The guy in the article even stated:

> - No, it's not even a question, because you won't be using it as a vacation, right? Technically you won't be on PTO, so take a medical leave.

> It sounds very touching, but I didn't recognize the trick here. They wanted me to use my medical leave, because they didn't want to pay for the PTO I earned.

The point here is that the company didn't want to pay the guy for his hard-earned PTO. They pulled out all the stops to avoid paying him. They instead wanted to give him unpaid medical time off. Then they said they couldn't approve PTO because they didn't have enough office coverage, yet his boss took a month off.

So why can't he use his PTO? That's his money, his wife is dying, and his mental and physical health is at an all time low.
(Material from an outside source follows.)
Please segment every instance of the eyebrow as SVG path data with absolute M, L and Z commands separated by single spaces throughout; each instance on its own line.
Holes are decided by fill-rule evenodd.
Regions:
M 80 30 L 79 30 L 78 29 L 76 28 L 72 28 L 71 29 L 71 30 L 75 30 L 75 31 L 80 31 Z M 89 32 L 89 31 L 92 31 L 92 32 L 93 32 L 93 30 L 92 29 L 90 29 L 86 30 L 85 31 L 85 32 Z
Let him use his damn PTO.

3 comments

This.

Any manager under me who refuses PTO to someone caring for a loved one in such a mentally wrenching situation like this deserves to get fired themselves. And if I have anything to say in the matter, they will be, in short order.

He didn't say his wife was dying. Colon cancer is not automatically fatal. The problem is that these are always one sided stories and it's impossible to get the full picture...how can you even begin to adjudicate this by assuming his claims are true?
Doesn't sound like he had much PTO anyway. Why wouldn't he just take leave? If he wanted to take PTO and then dip into leave when it runs out, there may be legal reasons you can't do that.
Sounds like he had unlimited PTO and had hardly used any of it to me.
They did take leave -- evidenced by the language about not being able to extend the leave by using PTO in the email from their manager.
Exactly. He's basically arguing over a few dollars (PTO vs leave), and I'm guessing it's not because he needs the money.
Because PTO needs to be approved by the manager which they weren't ready to do.